Privacy Tools Guide

Accidentally committing sensitive information to a public repository is one of the most common and potentially devastating security mistakes developers make. Whether it’s an API key, password, private key, or personal information, once committed to Git history, removing it completely becomes extraordinarily difficult. This guide covers strategies and tools to prevent accidental commits of sensitive data in the first place.

Table of Contents

The Gravity of Accidental Commits

Unlike traditional file deletion, Git’s distributed nature means that once you commit and push sensitive data, it exists in every clone of the repository. Even after removing the file from subsequent commits, the original commit remains in the history. Attackers actively scan public repositories for exposed credentials, using automated tools that can detect API keys, passwords, and other secrets within minutes of publication.

The consequences extend beyond immediate security risks. Exposed credentials can lead to unauthorized access to your systems, data breaches, financial losses, and reputational damage.
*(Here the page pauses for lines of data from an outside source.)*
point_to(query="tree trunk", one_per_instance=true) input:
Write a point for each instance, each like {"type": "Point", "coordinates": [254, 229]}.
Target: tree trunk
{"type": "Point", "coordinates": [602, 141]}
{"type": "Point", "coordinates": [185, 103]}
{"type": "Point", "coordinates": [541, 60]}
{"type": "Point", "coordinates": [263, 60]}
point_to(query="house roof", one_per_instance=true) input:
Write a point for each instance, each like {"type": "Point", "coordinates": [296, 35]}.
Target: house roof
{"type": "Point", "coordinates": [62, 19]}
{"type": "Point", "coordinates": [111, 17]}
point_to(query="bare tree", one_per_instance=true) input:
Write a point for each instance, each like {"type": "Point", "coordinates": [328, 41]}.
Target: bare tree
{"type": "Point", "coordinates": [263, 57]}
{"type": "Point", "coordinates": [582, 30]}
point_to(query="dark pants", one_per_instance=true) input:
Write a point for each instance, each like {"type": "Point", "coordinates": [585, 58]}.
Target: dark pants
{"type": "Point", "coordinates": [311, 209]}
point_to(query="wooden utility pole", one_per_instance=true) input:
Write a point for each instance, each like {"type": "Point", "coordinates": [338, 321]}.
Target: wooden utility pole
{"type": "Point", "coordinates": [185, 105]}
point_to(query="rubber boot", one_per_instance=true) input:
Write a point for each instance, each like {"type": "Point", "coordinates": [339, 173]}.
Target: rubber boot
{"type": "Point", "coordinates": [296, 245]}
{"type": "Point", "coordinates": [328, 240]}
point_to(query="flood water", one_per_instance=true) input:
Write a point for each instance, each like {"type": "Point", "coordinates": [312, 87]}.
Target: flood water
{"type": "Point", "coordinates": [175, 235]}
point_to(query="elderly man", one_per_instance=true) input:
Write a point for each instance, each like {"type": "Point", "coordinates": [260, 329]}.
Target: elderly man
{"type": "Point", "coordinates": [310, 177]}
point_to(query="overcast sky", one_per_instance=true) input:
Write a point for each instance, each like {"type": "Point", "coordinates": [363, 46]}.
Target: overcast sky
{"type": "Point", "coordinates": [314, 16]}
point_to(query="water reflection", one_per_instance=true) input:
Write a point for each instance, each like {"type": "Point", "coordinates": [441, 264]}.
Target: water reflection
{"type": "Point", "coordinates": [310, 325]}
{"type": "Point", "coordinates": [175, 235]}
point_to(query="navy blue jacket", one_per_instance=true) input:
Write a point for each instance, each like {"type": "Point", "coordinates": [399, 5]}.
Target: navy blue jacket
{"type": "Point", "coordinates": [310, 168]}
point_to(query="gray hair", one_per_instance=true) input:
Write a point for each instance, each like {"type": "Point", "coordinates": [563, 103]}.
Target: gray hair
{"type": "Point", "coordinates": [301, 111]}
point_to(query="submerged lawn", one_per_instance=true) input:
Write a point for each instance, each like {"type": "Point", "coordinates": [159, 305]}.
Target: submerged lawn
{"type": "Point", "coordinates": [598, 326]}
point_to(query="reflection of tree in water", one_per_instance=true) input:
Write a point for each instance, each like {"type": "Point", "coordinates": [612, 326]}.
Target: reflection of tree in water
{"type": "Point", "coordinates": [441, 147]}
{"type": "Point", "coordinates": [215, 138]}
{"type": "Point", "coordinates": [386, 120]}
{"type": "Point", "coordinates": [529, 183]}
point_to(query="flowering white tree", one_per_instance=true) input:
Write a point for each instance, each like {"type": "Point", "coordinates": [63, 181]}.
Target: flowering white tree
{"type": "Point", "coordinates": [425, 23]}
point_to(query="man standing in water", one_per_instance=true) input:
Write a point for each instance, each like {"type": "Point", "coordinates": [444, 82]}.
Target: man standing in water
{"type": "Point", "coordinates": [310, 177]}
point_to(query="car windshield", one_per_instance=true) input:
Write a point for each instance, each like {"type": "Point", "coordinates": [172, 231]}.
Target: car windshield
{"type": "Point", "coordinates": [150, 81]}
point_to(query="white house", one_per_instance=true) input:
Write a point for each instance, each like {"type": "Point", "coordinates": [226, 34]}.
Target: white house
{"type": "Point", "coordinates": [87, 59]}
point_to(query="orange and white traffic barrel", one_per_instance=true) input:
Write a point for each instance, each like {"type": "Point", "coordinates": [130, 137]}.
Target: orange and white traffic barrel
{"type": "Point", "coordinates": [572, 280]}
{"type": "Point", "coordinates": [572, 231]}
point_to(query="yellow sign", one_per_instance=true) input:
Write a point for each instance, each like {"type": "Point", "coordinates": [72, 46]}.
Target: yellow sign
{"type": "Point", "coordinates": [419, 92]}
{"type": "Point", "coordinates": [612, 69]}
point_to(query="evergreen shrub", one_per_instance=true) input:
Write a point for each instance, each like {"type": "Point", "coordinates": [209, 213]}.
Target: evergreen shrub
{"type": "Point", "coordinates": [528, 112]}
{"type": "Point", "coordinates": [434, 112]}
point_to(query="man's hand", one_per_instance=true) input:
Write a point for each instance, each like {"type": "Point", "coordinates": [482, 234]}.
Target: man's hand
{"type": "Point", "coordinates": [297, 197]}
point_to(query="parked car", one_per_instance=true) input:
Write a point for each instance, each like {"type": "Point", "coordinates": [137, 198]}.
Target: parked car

For organizations, this can result in regulatory violations, compliance failures, and legal liabilities. Preventing these commits is far easier than cleaning them up after the fact.

Pre-Commit Hooks: Your First Line of Defense

Git hooks are scripts that run at specific points in the Git workflow. Pre-commit hooks execute before a commit is recorded, making them ideal for scanning changes for sensitive content before they enter your repository history.

Setting Up Pre-Commit Framework

The pre-commit framework provides a standardized way to manage and maintain multiple pre-commit hooks. It offers a declarative configuration format and handles hook installation and updates automatically.

# Install pre-commit
pip install pre-commit

# Create configuration file
cat > .pre-commit-config.yaml << 'EOF'
repos:
  - repo: https://github.com/pre-commit/pre-commit-hooks
    rev: v4.5.0
    hooks:
      - id: trailing-whitespace
      - id: end-of-file-fixer
      - id: check-yaml
      - id: check-added-large-files

  - repo: https://github.com/Yelp/detect-secrets
    rev: v1.4.0
    hooks:
      - id: detect-secrets
        args: ['--baseline', '.secrets.baseline']
EOF

# Install hooks
pre-commit install

Built-in Pre-Commit Hooks

Git includes several useful pre-commit hooks by default. The pre-commit framework provides access to many more community-maintained hooks that can catch common issues before they become problems.

The check-added-large-files hook prevents accidentally committing files larger than a specified size, which helps avoid bloating repositories with binary files or large datasets that shouldn’t be stored in Git. The check-yaml and check-json hooks validate configuration files, catching syntax errors early. The trailing-whitespace hook eliminates accidental trailing spaces that can cause unnecessary diff noise.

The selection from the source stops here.